The hut is divided into two rooms, the main one containing a fireplace and not much else, and the smaller room, four bunks (no mattresses), a table and a chair. The walls still have some remnants of newspaper stuck to them, some dating back to 1910 – makes fascinating reading. It seems folks in those days were keen on wallpapering their accommodation with whatever was available at the time!
There is a toilet outside, as well as a water tank behind the left side of the hut. The tree next to the hut provides a pleasant grassy area to enjoy lunch on.
For the return trip, there’s a choice: return the way you came, or via the forestry roads (Ellis and Wakarara roads). Don’t forget to sign the hut visitor’s book before you leave. There is also the option of turning this tramp into an overnight trip, and visit Poutaki hut on the way back from Ellis (see article on Poutaki hut for information on access & tracks). On this trip we chose to return the way we came – I’ve done it via the forestry roads before, which are uninteresting, boring and monotonous, although there are a couple of good viewpoints along the way, as well as the option of doing the last kilometre or so via Dutch Creek, if you don’t mind wet feet (see Poutaki hut article for details).

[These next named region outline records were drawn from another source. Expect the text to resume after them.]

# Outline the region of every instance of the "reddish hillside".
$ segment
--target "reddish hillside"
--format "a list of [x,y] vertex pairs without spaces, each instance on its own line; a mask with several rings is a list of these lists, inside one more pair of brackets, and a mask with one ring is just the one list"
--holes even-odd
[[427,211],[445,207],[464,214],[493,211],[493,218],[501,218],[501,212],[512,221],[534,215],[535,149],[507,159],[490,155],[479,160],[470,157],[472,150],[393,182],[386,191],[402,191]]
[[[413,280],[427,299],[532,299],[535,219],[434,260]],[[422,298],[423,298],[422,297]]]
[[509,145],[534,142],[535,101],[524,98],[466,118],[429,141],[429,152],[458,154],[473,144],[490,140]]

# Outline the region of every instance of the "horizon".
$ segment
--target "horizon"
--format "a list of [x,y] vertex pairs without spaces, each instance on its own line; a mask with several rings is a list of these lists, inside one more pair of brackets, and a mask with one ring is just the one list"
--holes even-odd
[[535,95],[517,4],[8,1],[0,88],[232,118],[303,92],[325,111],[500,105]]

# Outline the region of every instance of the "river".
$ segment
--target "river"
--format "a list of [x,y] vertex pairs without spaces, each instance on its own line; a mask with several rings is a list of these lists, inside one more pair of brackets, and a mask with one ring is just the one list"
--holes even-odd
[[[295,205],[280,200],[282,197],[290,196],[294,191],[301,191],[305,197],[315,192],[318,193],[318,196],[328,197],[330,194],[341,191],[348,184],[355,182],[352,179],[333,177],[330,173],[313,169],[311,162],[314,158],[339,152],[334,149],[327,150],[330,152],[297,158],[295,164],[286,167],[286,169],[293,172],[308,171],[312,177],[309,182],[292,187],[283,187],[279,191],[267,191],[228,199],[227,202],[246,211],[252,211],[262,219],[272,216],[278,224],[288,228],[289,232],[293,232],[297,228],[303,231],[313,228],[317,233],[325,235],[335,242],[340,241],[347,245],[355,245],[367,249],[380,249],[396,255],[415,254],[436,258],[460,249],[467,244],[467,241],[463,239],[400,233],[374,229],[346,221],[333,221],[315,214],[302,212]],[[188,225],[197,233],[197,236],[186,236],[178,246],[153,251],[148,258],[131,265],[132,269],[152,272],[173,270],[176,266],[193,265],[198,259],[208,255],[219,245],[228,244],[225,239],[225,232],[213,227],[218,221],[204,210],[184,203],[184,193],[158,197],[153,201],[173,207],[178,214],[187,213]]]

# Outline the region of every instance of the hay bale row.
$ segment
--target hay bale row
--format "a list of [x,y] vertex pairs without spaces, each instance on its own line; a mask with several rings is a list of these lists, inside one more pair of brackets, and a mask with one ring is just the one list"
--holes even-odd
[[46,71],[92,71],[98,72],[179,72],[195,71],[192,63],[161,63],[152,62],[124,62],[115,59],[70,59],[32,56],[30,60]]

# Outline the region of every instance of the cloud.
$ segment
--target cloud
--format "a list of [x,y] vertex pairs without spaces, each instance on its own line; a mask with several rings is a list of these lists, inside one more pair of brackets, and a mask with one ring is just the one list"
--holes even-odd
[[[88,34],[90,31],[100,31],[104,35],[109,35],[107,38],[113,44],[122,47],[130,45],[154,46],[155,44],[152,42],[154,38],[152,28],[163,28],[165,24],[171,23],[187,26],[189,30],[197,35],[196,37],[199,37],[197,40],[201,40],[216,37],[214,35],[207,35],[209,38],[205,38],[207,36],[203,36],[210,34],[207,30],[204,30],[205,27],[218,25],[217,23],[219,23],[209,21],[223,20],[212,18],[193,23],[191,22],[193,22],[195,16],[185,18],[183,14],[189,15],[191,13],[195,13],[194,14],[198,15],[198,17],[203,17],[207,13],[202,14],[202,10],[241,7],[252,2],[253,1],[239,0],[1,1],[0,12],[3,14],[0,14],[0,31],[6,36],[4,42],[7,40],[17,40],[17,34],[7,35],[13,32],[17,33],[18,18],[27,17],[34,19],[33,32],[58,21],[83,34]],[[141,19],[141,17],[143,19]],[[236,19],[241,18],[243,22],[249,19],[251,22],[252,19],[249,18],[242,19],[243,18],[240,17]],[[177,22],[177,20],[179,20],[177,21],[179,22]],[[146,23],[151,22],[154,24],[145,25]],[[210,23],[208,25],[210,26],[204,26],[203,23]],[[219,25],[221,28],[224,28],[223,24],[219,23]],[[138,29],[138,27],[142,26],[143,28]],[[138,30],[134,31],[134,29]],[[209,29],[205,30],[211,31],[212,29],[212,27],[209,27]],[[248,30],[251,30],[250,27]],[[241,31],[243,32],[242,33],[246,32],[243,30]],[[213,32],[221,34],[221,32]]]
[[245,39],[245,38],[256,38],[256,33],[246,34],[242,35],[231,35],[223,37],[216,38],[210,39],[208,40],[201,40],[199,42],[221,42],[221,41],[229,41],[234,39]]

On the way out, stop for a coffee and cake at the OngaOnga General Store – an interesting experience in itself, as it’s the hub of this small town, with locals frequently popping in for food, groceries or fuel.
- Be prepared! Take clothing and provisions for all weather possibilities – the weather can change in a matter of hours.
- Check the weather forecast – don’t do this tramp if heavy rain is predicted, as the river can rise rapidly. If you do get caught in bad weather, do not cross the river if it is fast-flowing and discoloured. Rather wait it out than lose your life trying.
- Moderate fitness required. Total walking time is about 5 hours return.
- Suitable for children from 7 years upward.
- Tell someone where you’re going, and what time to expect you back. There is no cellphone reception.
- Take a map – NZ Topomap BK37 Tokokino refers, and can be purchased at Sportsworld or Dave Hern in Waipukurau.